The drawing room upholstery is covered in a specially woven silk lampas made by Prelle in Lyon. The design is based on a fabric once supplied by Duncan Phyfe in 1841. The original seen here can be found in the Metropolitan Museum of Art’s textile archives.

The curtains are based on a model featured in a 19th-century folio of drapery designs. A statue, Pan, by Frederick MacMonnies rests on an ornate ebony-and-giltwood table.

The original drawing-room curtain inspiration also showed window shades featuring a garland-and-tassel design. We replicated this with the help of the artist Lucretia Moroni, who skillfully hand-painted the motif onto the material.

Typically, Georgian Revival rooms of the early 20th century, interpreted from 18th-century models, were red, blue, or green – like the formal rooms of the White House. At Drumlin Hall, we strove to vitalize the interiors by using historic color schemes that were less common. The pink found in the carpet and upholstery and the pale yellow on the walls of the formal drawing room are prominent examples.


We custom-colored an early-19th-century carpet design from the archive of Woodward Grosvenor for the drawing room. The pattern document dates the design precisely to July 6, 1810. Our version features a pale blue green ground with shades of pink and mossy green.
We arranged the Federal-style furniture in the drawing room around an Italian mantel from the 1820s, carved with Vestal Virgins and Mercury. Paintings by American artists such as John Singer Sargent, Childe Hassam, and Maurice Prendergast round out the room’s décor at the highest level.
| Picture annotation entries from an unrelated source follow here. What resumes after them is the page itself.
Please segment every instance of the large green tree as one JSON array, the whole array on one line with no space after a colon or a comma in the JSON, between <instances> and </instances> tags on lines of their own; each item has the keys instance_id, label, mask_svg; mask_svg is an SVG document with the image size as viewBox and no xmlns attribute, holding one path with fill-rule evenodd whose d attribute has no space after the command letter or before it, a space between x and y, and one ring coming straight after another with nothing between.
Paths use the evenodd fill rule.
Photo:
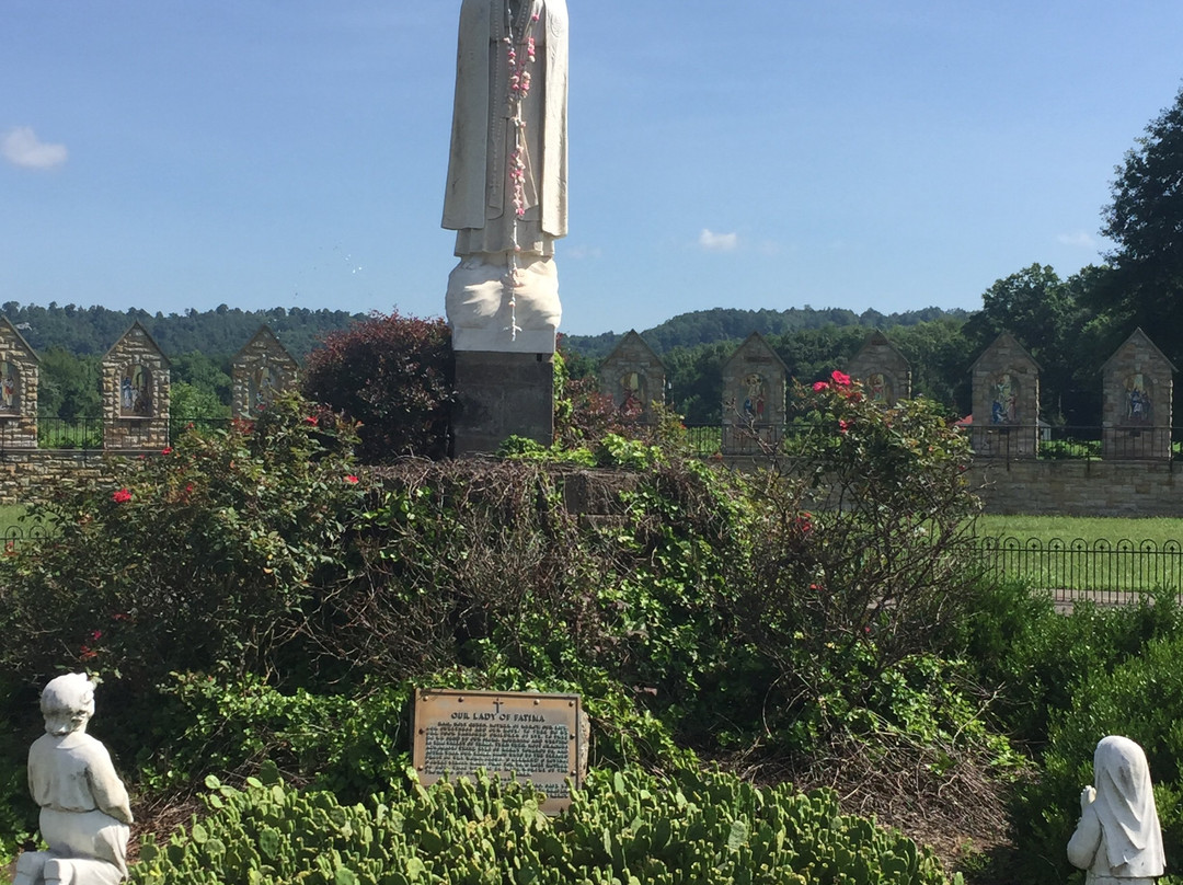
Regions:
<instances>
[{"instance_id":1,"label":"large green tree","mask_svg":"<svg viewBox=\"0 0 1183 885\"><path fill-rule=\"evenodd\" d=\"M1123 334L1142 327L1176 364L1183 360L1183 90L1117 167L1101 233L1117 247L1097 291Z\"/></svg>"}]
</instances>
The drawing room and library were designed to complement each other, the drawing room to receive guests on formal occasions and before dinner and the library for more relaxed occasions and after dinner. Hence, the library is furnished entirely with comfortable upholstery. In a nod to the 20th century, there is a television concealed behind the painting over the fireplace.


Sculptures by Hiram Powers and paintings from the Hudson River School are highlighted against the walls, which were painted using a 19th-century technique to resemble walnut.

The breakfast room is encircled by French doors framing an idyllic view of the countryside. Curtains and sheer panels are hung from a double set of brass rods following the curve of the architecture.


The second-floor stair landing off the master and guest bedrooms serves as both a picture gallery and informal sitting room. The Empire sofa, chosen for its sculptural appearance, is paired with club chairs with soft silhouettes. A portrait of the Livingstons, a prominent New York family with roots in the state going back to the 17th century, is hung above the sofa and adds appreciably to the atmosphere of the room. A generous skylight within a vaulted ceiling lights the area.


The master bedroom incorporates hand-painted paper by De Gournay based on 19th-century aquatints that we customized with nearby landmarks like Montgomery Place and Olana, the home of Frederic Church (several of whose paintings are part of our client’s collections). This paper serves as a fitting homage to the great houses of the Hudson River Valley and very much reflects Drumlin’s position among them.


Aquatints of the Hudson River were helpful guides for geography and plant life typical of the area in creating the master bedroom mural.

A comfortable wing chair sits in a corner of the master bedroom. The portrait above the chair is by Mary Cassatt.

One section of the master bedroom’s mural panels shows Olana rising above the Hudson.

A guest room has custom-colored wallpaper with a blue ground and a subtle flower pattern in green and soft gold.


The gun room is located off of the entrance vestibule. The cabinet and other prominent pieces throughout the house, such as the reproduction settees in the drawing room, are by the present-day master furniture maker Harrison Higgins.